In connection with any right to vote pursuant to paragraph (e)(ii), each holder of shares of Series A Preferred Stock shall have one vote for each share held.
(f) Waiver. Any rights of the holders of Series A Preferred Stock set forth herein may be waived by the affirmative vote or consent of the holders of a majority of the shares of Series A Preferred Stock then outstanding.

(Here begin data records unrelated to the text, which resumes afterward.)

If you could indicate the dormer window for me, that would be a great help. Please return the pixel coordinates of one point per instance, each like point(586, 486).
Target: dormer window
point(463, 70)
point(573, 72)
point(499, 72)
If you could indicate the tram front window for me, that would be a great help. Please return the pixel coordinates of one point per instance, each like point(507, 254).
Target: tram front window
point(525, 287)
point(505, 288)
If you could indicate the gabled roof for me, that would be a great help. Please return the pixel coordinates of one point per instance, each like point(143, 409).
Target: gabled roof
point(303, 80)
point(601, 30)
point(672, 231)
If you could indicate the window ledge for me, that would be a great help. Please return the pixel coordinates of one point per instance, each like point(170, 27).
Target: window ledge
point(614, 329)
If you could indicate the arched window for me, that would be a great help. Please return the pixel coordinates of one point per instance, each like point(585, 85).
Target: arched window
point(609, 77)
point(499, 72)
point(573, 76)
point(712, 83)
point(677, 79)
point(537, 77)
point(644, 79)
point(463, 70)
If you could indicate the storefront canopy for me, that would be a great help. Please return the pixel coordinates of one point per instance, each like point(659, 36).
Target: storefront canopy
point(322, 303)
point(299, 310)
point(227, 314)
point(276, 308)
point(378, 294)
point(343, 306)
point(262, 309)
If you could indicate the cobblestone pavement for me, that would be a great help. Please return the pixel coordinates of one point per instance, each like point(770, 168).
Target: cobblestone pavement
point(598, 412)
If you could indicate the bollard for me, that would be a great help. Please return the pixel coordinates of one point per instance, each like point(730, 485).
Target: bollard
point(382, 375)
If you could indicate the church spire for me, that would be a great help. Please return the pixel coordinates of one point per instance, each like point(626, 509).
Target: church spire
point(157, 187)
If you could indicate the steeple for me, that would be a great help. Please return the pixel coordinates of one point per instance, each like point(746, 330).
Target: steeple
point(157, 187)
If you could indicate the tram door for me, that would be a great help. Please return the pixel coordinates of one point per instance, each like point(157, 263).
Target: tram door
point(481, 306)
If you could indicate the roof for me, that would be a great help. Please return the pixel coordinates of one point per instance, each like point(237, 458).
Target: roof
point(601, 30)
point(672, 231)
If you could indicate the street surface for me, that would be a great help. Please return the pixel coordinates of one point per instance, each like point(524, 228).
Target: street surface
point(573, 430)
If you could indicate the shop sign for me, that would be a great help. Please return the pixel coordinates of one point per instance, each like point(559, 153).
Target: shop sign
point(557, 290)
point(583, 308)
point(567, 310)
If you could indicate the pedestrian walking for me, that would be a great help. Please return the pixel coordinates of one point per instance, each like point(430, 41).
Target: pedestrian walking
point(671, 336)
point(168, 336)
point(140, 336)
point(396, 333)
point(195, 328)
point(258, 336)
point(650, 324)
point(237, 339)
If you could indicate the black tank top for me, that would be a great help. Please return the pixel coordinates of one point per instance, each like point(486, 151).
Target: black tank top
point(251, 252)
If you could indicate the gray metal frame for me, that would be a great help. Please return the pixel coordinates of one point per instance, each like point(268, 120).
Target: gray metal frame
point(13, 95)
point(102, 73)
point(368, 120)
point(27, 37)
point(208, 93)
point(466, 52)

(g) Status of Shares. All shares of the Series A Preferred Stock that are at any time reacquired by the Corporation shall be retired by the Board and shall not be reissued and, upon the taking of any action required by applicable law, shall have the status of authorized but unissued shares of Preferred Stock, without designation as to series, subject to reissuance by the Board as shares of any one or more other series.
ARTICLE V
Unless and except to the extent that the By-Laws of the Corporation shall so require, the election of directors of the Corporation need not be by written ballot.
ARTICLE VI
In furtherance and not in limitation of the powers conferred by law, the Board is expressly authorized and empowered to make, alter and repeal the By-Laws of the Corporation by a majority vote at any regular or special meeting of the Board or by written consent, subject to the power of the stockholders of the Corporation to alter or repeal any By-Laws made by the Board.
ARTICLE VII
The Corporation reserves the right at any time from time to time to amend, after, change or repeal any pro vision contained in this Certificate of Incorporation, and any other provisions authorized by the laws of the State of Delaware at the time in force may be
added or inserted, in the manner now or hereafter prescribed by law; and all rights, preferences and privileges of whatsoever nature conferred upon stockholders, directors or any other persons whomsoever by and pursuant to this Certificate of Incorporation in its present form or as hereafter amended are granted subject to the right reserved in this Article.
ARTICLE VIII
The Corporation hereby renounces, to the fullest extent permitted by Section 122(17) of the General Corporation Law of the State of Delaware, any interest or expectancy of the Corporation in, or in being offered an opportunity to participate in, any business opportunities presented to one or more of its directors or stockholders.
ARTICLE IX
Section 1 Elimination of Certain Liability of Directors. A director of the Corporation shall not be personally liable to the Corporation or its stockholders for monetary damages for breach of fiduciary duty as a director, except to the extent such exemption from liability or limitation thereof is not permitted under the General Corporation Law of the State of Delaware as the same exists or may hereafter be amended.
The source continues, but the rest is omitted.